I immediately ask them their objective and body weight before giving them the optimal daily protein intake.


Basically, there are 4 objectives to consider:-

a. Survival- our bodies need roughly 0.8g of protein per lb of bodyweight

b. Maintaining- our bodies need about 1g of protein per lb of bodyweight

c. Bulking- our bodies need roughly 1.5g of protein per lb of bodyweight

d. Cutting- our bodies need roughly 1.25g of protein per lb of bodyweight

So, if you are 200lbs, you’ll need the following amount of protein daily based on the above four objectives:-

a. Survival- 160g daily or 26.7g per meal for 6 times a day

b. Maintaining- 200g daily or 33.3g per meal for 6 times a day

c. Bulking- 300g daily or 50g per meal for 6 times a day

d. Cutting- 250g daily or 41.7g per meal for 6 times a day

 
You’re probably wondering why the daily protein intake is divided into 6 equal portions. Well, there’s no way you can eat such amount of protein over 3 meals daily- you’ll be stuffed! You could as an alternative ingest protein shakes but not all the time as you need real food. The idea here is to constantly feed your body sufficient amount of protein so that it can absorb the same constantly to build muscles. Take too much protein at a meal and chances are your body will store it as fat. When you take protein periodically every 2 to 3 hours, your metabolic rate will be kept high throughout the day, which is good! I eat (protein included) 6 times a day and I consume a mix of real food and protein shakes.
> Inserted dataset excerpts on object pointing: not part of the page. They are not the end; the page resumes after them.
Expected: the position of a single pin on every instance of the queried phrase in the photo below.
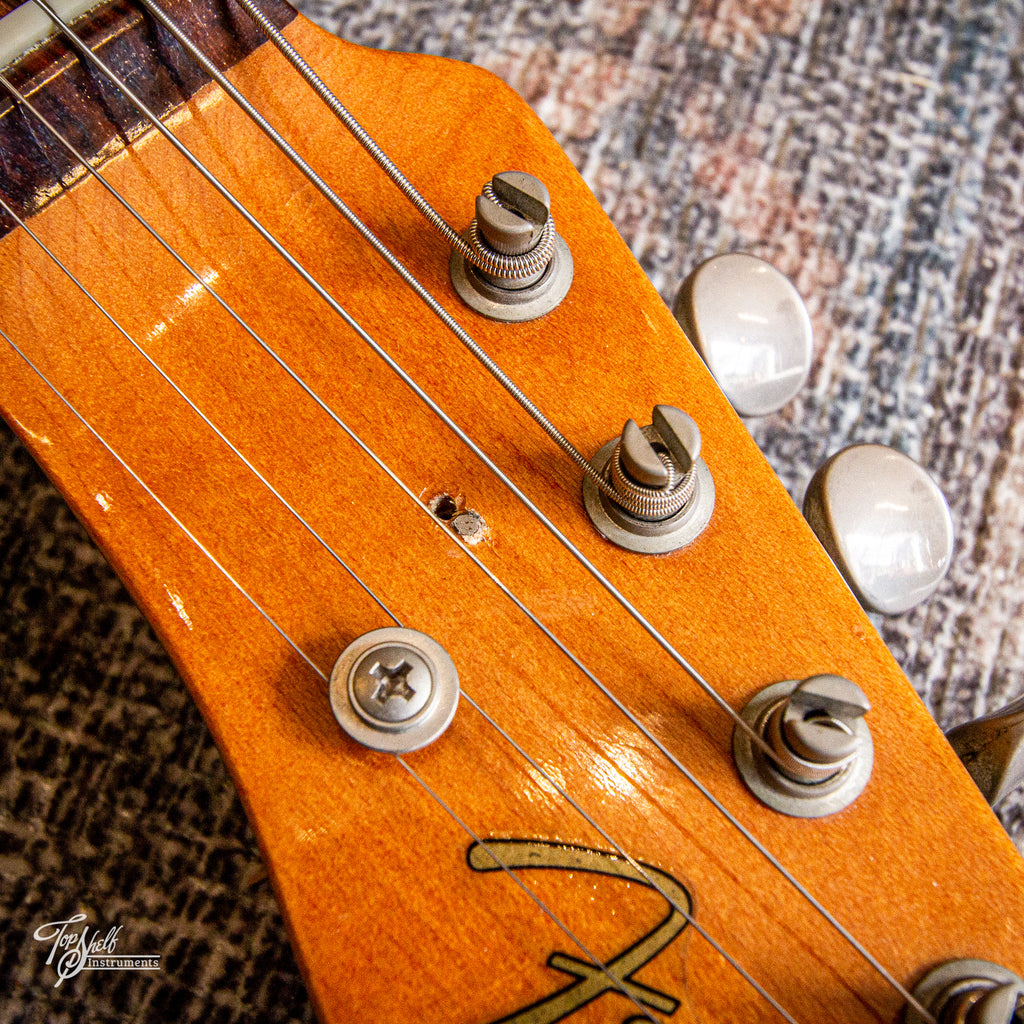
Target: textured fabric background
(872, 152)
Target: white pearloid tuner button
(884, 523)
(751, 328)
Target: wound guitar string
(355, 327)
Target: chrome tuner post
(822, 747)
(969, 991)
(521, 267)
(664, 492)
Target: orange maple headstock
(393, 910)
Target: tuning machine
(521, 267)
(821, 747)
(663, 494)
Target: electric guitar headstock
(283, 449)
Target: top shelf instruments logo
(75, 948)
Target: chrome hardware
(884, 523)
(992, 751)
(394, 689)
(970, 991)
(664, 491)
(816, 728)
(752, 329)
(523, 268)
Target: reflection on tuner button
(884, 523)
(751, 328)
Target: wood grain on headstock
(387, 920)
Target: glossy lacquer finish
(394, 911)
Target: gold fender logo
(591, 982)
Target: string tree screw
(663, 491)
(522, 267)
(394, 689)
(822, 745)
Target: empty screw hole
(444, 507)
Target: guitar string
(312, 531)
(847, 935)
(606, 584)
(318, 538)
(619, 983)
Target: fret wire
(303, 522)
(620, 985)
(634, 612)
(606, 584)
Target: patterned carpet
(875, 153)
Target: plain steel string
(303, 522)
(326, 679)
(634, 612)
(606, 584)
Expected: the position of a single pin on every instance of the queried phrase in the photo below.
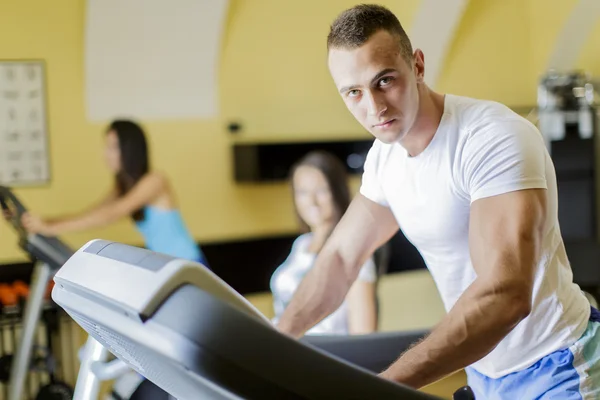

You would also probably wonder why protein intake during cutting is more than during maintenance. Protein has a very high thermic effect of food (“TEF”)- how much energy your body has to burn to be able to use it. Carbs and fat have roughly 5% TEF. Protein has 20% TEF. That means if you eat 1,000 calories of protein, you instantly “lose” 200 calories as your body needs to burn that much just to be able to use that protein. Furthermore, when you are cutting, your body has to get energy from somewhere. It will get this energy from your body in the forms of adipose (fat), glycogen (carbs), and skeletal muscle (protein). This means, protein is very important when cutting as it helps burn itself off and when your body needs to extract energy, it helps minimize any loss from skeletal muscle (which you want to keep!)